I have been raised in a happy family, with compatible parents and a doting sister. The commander-in-chief in my childhood home makes sure things are done in a systematic fashion. She is a complete house maker, and God gifted her with will power and persistence that is impervious to the battering of doubts. Even though my mother’s cooking skills and home management is exquisite, she is naive to the world of English. She often feels left out when surrounded by people who speak the second language of our country with lightning speed.
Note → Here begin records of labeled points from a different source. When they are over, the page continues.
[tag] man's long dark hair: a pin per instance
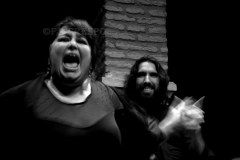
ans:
(130, 82)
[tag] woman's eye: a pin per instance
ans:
(63, 39)
(141, 74)
(82, 41)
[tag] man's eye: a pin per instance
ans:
(141, 74)
(153, 74)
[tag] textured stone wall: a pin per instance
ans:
(133, 28)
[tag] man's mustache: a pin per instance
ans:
(148, 85)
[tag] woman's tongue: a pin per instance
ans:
(71, 64)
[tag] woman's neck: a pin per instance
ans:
(70, 94)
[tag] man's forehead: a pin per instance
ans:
(147, 67)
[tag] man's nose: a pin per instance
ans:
(147, 79)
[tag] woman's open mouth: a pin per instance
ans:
(71, 61)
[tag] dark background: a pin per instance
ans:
(203, 62)
(202, 59)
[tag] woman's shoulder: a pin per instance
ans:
(22, 87)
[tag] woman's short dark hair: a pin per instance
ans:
(84, 28)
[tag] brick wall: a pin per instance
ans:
(133, 28)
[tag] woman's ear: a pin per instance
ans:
(199, 102)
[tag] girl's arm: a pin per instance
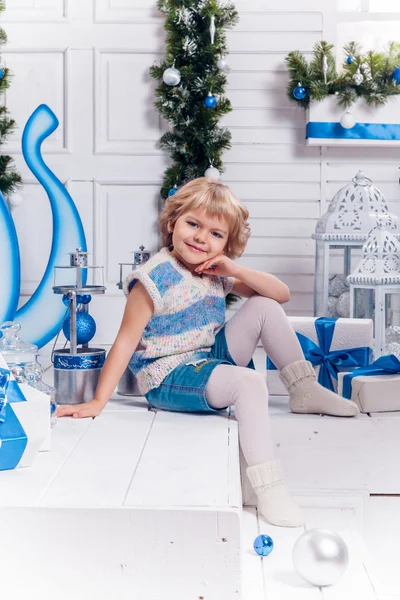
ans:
(249, 282)
(138, 312)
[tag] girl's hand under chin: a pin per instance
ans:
(222, 267)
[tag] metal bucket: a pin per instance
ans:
(76, 375)
(127, 385)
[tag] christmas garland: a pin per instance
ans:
(371, 75)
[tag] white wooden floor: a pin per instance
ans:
(357, 508)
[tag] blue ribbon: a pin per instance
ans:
(385, 365)
(360, 131)
(4, 381)
(329, 361)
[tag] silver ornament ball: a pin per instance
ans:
(171, 76)
(332, 306)
(347, 120)
(212, 172)
(222, 65)
(320, 557)
(337, 285)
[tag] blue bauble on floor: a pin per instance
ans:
(85, 327)
(263, 545)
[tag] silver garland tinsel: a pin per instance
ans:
(337, 285)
This is where she displays her best aspect –a learner who will not quit. I vividly remember the time I was in the sixth standard. Being a demotivated, below-average student, I had no hope in my syllabus books and vice-versa. On one such day, when I shut my science book with no avail, she called me to her kitchen and asked if I had studied anything. When I nodded, she asked me to open the chapter and place the book in her hand. The 11-year-old wondered what her mother was up to.
She placed the book neatly in front of the stainless steel boxes, which were lined from left to right in descending order. Next, she asked me to take a few steps back so that the black ants on the white page became blurry to me. While still frying ladies’ fingers in mustard oil my mother said – “Sunao kya padha hai?” (Tell me what you studied) I guess she judged my perplexed eyes and said – “samajh nahi sakti, sun toh sakti hoon” (Even though I can’t understand what’s written, at least I can listen).
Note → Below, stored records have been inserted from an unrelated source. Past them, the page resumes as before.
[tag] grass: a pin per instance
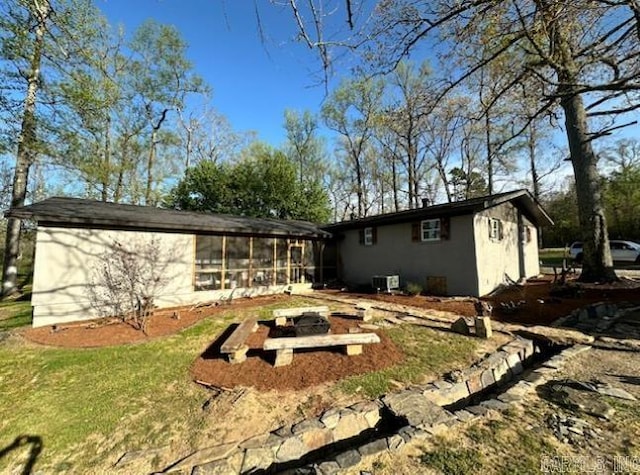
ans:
(453, 460)
(428, 353)
(88, 406)
(14, 314)
(499, 446)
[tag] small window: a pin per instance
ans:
(368, 236)
(495, 229)
(430, 230)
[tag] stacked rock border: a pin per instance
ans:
(341, 438)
I did not fare well in reciting what I learned, but I did fairly well learn how far my mother could go to help me in every sphere of life. She was already being my caretaker, my laundrywoman, my cook, my Hindi, and Sanskrit tutor, but now she was also venturing into space where she had her own insecurities. In this country, more than a language, English is an obsession. Every parent wants their children to go to an English medium school and I went to a missionary.
Parents of this generation relearn academics with their children, my mother learned with me, rather, for me.
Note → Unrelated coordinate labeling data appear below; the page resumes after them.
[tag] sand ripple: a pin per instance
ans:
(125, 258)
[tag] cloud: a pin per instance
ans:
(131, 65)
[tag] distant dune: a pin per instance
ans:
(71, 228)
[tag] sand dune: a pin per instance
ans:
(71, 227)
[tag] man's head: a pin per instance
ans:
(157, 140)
Another such instance, which makes me warm, occurred in early 2010. Social media had taken the world by storm and my mother wanted to practice technology too. As said before, she is one person who likes to learn and keep herself updated. I was living in the US at that time and gave shape to my mother’s pending request – her own Facebook account.
We had two long hours of a video call, where I gave her a demo of Facebook operations. It was one of the most productive hours of my life as I went through a hurricane of emotions during that period.
I laughed when she jumped with joy after completing step 1 – opening the web browser; admired her while she struggled to find letters in the keypad; shed a tear to see her scribble username and password on a paper for future references; empathized with her when she tried hard to unravel the mysteries of an undiscovered territory (WWW, more so Facebook), but above all, I took pride in her when she said – “Thank you beta, tum dekhna main jaldi hi seekh jaungi ye sab” (Thank you daughter, you wait and see how fast I’ll learn all of this). She then gave me that smile which said – You’re never too late!
At that moment, I so wanted to get into my computer, hug her tight and tell her – You’re a true warrior mummy, you’ll always be!
Your own mother is your inspiration in every way. Only you know what she experienced and sacrificed for you.
Motherhood is about what you do, rather than, who you are. It’s about nurturing – irrespective of gender. To think about it, we all are innate mothers, which is not dependent on birthing, but sprouting of the right emotions.